色んな人の勧めやサポートのお陰で、琉球大学への進学を決意して、入学試験を受けることになりました。一次試験は八重山で行われ、合格しました。沖縄本島で行われた二次面接で、試験官が「糸洌君、八重山民謡の『舟越節』で、村人たちは、はじめに自分たちをここに連れてきた役人を恨んでいたが、最後には、ここに来て良かったとなぜ言ってるの?」と質問されました。これまで、三線を弾いたこともなければ、民謡を唄ったことも無い私にとって、これは予想外の質問。頭の中は真っ白になり、答えることも出来ず次の質問の記憶が無いほど動揺してしまい、てっきり不合格だと思いましたが、合格することが出来ました。民謡の歌詞の中には、地理やその時の歴史など勉強するところがあると考えるようになりました。

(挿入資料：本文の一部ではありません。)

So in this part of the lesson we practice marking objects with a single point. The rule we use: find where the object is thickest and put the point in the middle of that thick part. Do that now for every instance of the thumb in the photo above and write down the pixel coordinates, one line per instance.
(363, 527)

琉球大学の地理学科に入学後、八重山を離れて初めて感じる八重山への想いから、琉球芸能研究クラブに入部し、唄・三線を習い始めました。もちろん、クラブでは琉球古典音楽がほとんど。八重山民謡は、自分の姉の長男から教わりました。大学2年になった時、部長に「八重山民謡もやりましょう」と提案したら断れてしまいました。そこで、「八重山芸能研究クラブ」を作ろうと、八重山出身者に声を掛け、1年目は同好会というカタチで立ち上げました。(その後、琉球大学八重山芸能研究会は50年間活動を続け、2019年3月に惜しまれつつ解散)クラブ結成の時、誰から指導してもらうかという話になり、識名で民謡教室をしていた大濵安伴先生(1912-2001)に、舞踊は寄宮に住んでいた香川キミさんにお願いすることになった。

 

Q:どのようにして八重山民謡を学びましたか?
琉大時代は、八重山芸能研究クラブを立ち上げましたが、私は地理研究クラブの部長をしていたので、一切クラブには関わっておらず、そこで民謡を学ぶことはありませんでした。誰かに師事したりすることはなく、ほとんど独学で練習していました。唄は親子ラジオで四六時中民謡が流れていたので、工工四(譜面)を読むのではなく、聴いた音を自分で探って弾いていました。とにかく、分からないことがあれば、色々な文献を調べたりして、いわゆる習い事でなく、八重山民謡の唄われる時代背景も含め独学で研究をしていたのです。大学を卒業し、昭和44年(1969年)4月に八重山商工高校に赴任後、郷土芸能クラブを結成させて顧問になりました。その頃は、八重山民謡を教える研究所(教室)はほとんどなかったので石垣島に戻っても独学での研究が続いていました。

Q:研究所に入門するきっかけは?
八重山古典民謡コンクールを受けたのですが、合格することが出来ませんでした。合格する為には、研究所に入門する必要があると思い、昭和54年(1979年)4月に、宮良長久研究所に入門。平成8年(1996年)3月に教師免許を所得し、同年4月に「糸洌長章研究所」を開設。平成20年(2008年)2月に師範免許を所得しました。

Q:最初の三線はどう手に入れた?
大学時代は、那覇の姉の家にあった三線を借りて弾いていました。卒業し、教員として商工高校に赴任して最初の給料で、自分の三線を買いました。黒檀の三線などはとてもじゃないが高価で買えませんでした。
現在メインで弾いている三線は、教員を定年退職するときに記念で作ってものです。もう一丁特別な三線があります・・・50年前に、伐ったばっかりの黒木を友人から買い取ったものを自分で三線を作る事にしたのです。教員して4、5年経った頃に自分の研究も兼ねて、三線を計測し、図面も作って三線を作りました。その三線も手放せない大事な三線になっています。

Q:一番好きな八重山民謡は?
1番好きな曲は「つぃんだら節」「月ぬ美しゃ節」。次に「デンサー節」かな。ステージで良く歌うのは「つぃんだら節」。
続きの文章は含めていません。